The SKB EP Company deals with development and manufacture of instruments for non-destructive control of HV circuit breakers (the PKV family). Instruments of the PKV family allow circuit breaker diagnosis without its disassembly, without oil discharge and without disconnection of bypass resistors. They test all the mechanical details and nodes of a circuit breaker at a time, and control several characteristics of a node simultaneously (time and travel parameters). Prior to diagnosis the voltage shall be disconnected and a circuit breaker shall be earthed.
Graphs obtained with the help of special-purpose instruments (such as PKV/M6, PKV/M7, PKV/U3.1 and PKV/U3.0) are used for the circuit breaker condition analysis. This method is referred to as a method of early detection of defects in the HV circuit breaker mechanisms. This method is based on the analysis of graphs obtained with the help of the instrument and allows early detection of defects and even minor deviations in the circuit breaker nodes. The method consists in recording the displacement of one of the elements in the mechanism (moving contacts, a connecting rod, drive shaft, etc.) during the circuit breaker triggering and comparison of the graph obtained to a graph of a properly operating circuit breaker or to a graph recorded for this very circuit breaker during its latest test.

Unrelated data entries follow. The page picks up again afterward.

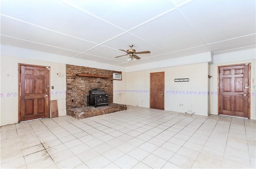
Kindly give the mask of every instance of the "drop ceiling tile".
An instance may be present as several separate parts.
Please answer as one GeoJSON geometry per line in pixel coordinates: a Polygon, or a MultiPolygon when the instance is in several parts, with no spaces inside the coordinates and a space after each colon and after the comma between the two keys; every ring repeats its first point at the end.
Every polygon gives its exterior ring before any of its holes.
{"type": "MultiPolygon", "coordinates": [[[[146,57],[166,53],[166,51],[161,48],[156,47],[130,33],[124,34],[102,45],[116,49],[124,49],[126,51],[130,48],[130,45],[133,45],[132,48],[136,49],[137,52],[147,51],[150,51],[151,53],[149,54],[138,54],[140,57],[146,57]]],[[[124,52],[122,53],[125,54],[124,52]]]]}
{"type": "Polygon", "coordinates": [[[115,58],[115,57],[116,56],[126,54],[122,51],[103,46],[98,46],[86,51],[85,53],[112,59],[115,59],[116,58],[115,58]]]}
{"type": "Polygon", "coordinates": [[[1,44],[70,57],[79,54],[78,53],[74,51],[57,48],[3,36],[1,36],[1,44]]]}
{"type": "Polygon", "coordinates": [[[124,67],[129,67],[129,66],[133,66],[134,65],[133,64],[132,64],[132,62],[126,62],[126,63],[119,63],[118,64],[116,64],[116,65],[117,66],[123,66],[124,67]]]}
{"type": "Polygon", "coordinates": [[[216,43],[208,45],[212,52],[235,49],[256,45],[256,35],[253,35],[216,43]]]}
{"type": "Polygon", "coordinates": [[[172,0],[171,1],[175,4],[177,7],[180,7],[184,4],[189,3],[194,0],[172,0]]]}
{"type": "Polygon", "coordinates": [[[168,52],[204,45],[193,28],[177,10],[130,32],[168,52]]]}
{"type": "Polygon", "coordinates": [[[104,63],[108,63],[112,65],[116,65],[122,63],[122,62],[121,61],[109,59],[102,57],[99,57],[96,56],[94,56],[86,53],[82,53],[79,55],[76,56],[76,58],[80,58],[83,59],[88,60],[104,63]]]}
{"type": "Polygon", "coordinates": [[[68,1],[126,30],[174,8],[169,0],[68,1]]]}
{"type": "Polygon", "coordinates": [[[81,52],[96,45],[4,16],[1,24],[1,34],[27,41],[81,52]]]}
{"type": "Polygon", "coordinates": [[[203,46],[194,48],[189,49],[180,51],[177,51],[165,55],[148,58],[153,61],[157,61],[177,57],[182,57],[210,51],[207,46],[203,46]]]}
{"type": "Polygon", "coordinates": [[[123,32],[61,1],[10,0],[1,4],[4,15],[98,43],[123,32]]]}
{"type": "Polygon", "coordinates": [[[180,9],[204,42],[210,43],[255,33],[255,3],[195,0],[180,9]]]}

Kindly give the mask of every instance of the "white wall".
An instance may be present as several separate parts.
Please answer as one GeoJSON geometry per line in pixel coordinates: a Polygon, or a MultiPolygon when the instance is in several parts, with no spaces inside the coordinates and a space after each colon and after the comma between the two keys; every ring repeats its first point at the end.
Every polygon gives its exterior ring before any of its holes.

Graphic presentation of results has always been popular for HV circuit breaker control (e.g., time oscillograms on the photosensitive paper of a light-beam oscillograph, speed vibrograms drawn up using a vibrograph and a shuffle bar), but those graphs were not good for perception and needed preliminary manual processing.
Automatic measurements of speed characteristics using displacement transducers with high resolution produce quite different graphs: speed vs time, speed vs travel, travel vs time. They reflect motion of a connecting rod and moving contacts, their interaction with guiding mechanisms, with moving contacts and buffers. Hence, its general view and deviations from the reference graph allow on-line diagnosis of those nodes immediately after putting the circuit breaker out of operation.
Benefits of the instruments include:
- Lower costs of HV circuit breaker maintenance (by a factor of 1.5);
- Lower (almost halved) time of the circuit breaker testing;
- Use of the PKV instruments in some cases allowed complete elimination of unnecessary overhauls as they diagnosed proper condition of a circuit breaker.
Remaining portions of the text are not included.